So, I was talking to a friend of mine about an idea I had to use a microcontroller to automatically adjust bias of output tubes on a fixed bias amp. I'm not sure he actually knew what he was talking about, but he said, "Hey, I think I heard you can use an opamp for that." That sounded vaguely like it might actually work, so I did some Googling to try to see what other people were doing. I couldn't find anything. Google "using an opamp to bias a tube amp", and nothing relevant comes up. So I decided to poke around some on my own.
This actually works in simulation:

Pretend that the mosfet is actually a power tube. R1 is a current sense resistor. It does the same basic thing as the 1 ohm resistors you guys put in your amps to check the bias and really is there for the same basic reason. It's chosen to be small enough that it doesn't contribute significantly to the bias itself, but large enough that the reference voltage doesn't have to be manipulated with millivolt precision. V2 is the reference voltage. You set the reference voltage to the same voltage you want to see at the junction of cathode (drain) and R1. Given the voltage at that junction you know the current. So, let's say you have a pair of 6L6s you want to run at 40mA/piece for 80mA total. If R1 is 10R, then your target reference voltage is 0.8V. The output of the opamp is referenced to ground through R4 and fed through to the grid (gate) as the bias voltage. The opamp compares the voltage at the cathode with the reference voltage and uses negative feedback to make them very close to the same number. For a high gain opamp, you probably can't measure the actual difference. As you can see, if cathode voltage rides up, then the output of the opamp goes down, which biases the tube (mosfet) cooler, so the cathode voltage rides back down. That's the negative feedback action. C4 is there to look like a short at audio frequencies, so your signal doesn't wind up trying to change the bias. Similar to a cathode bypass cap. The cutoff frequency (I think) is f = 1/(2 * pi * R2||R4 * C4). But I'm not confident in that analysis. Works in sim with current values, though. Smaller grid leak should mean bigger C4. The net effect is the bias is controlled solely by your reference voltage and is independent of the characteristics of your individual tubes, so you can change power tubes at will and always get the same bias current.

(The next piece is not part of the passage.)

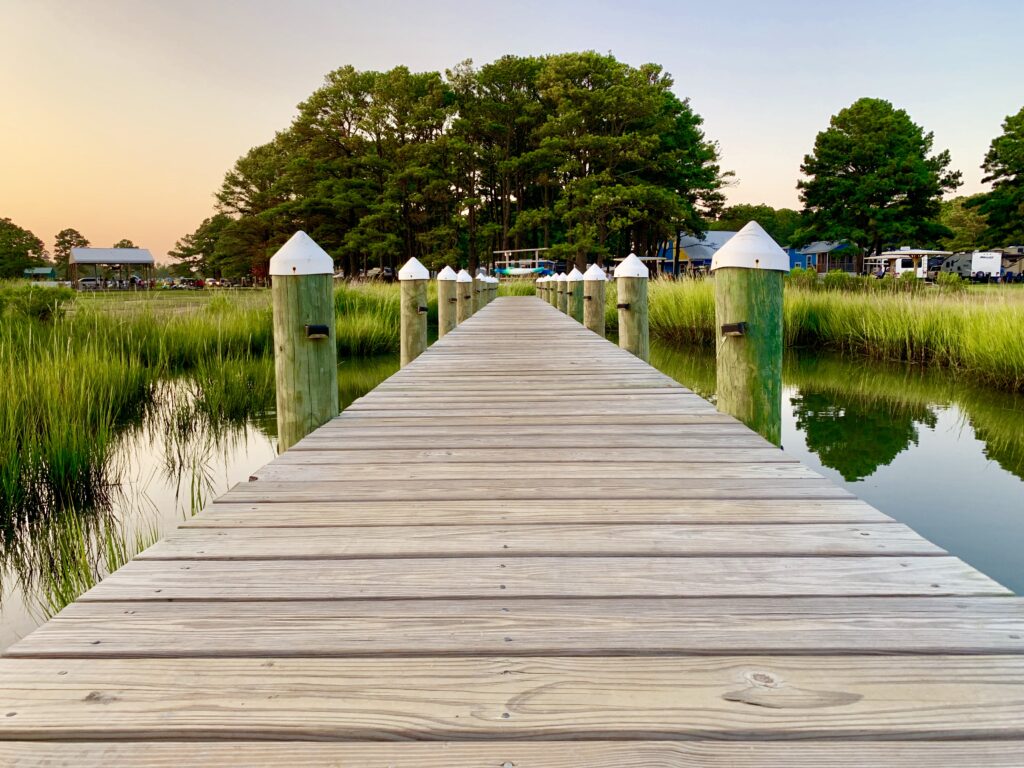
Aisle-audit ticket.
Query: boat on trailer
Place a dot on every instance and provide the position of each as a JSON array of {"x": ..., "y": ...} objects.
[{"x": 522, "y": 262}]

Anyway, obviously not actually tried in a tube amp. But I don't see why it couldn't work. As a practical consideration, you have to make sure that your opamp can actually get to the target bias voltage. Which might mean adding a mosfet to amplify the opamp. The mosfet would probably invert the opamp output, so be sure to swap the +/- inputs to the opamp. Negative feedback makes this thing work. If you accidentally swap something and get positive feedback you could completely meltdown your power section.
Anyway. Just thought it was a cool idea.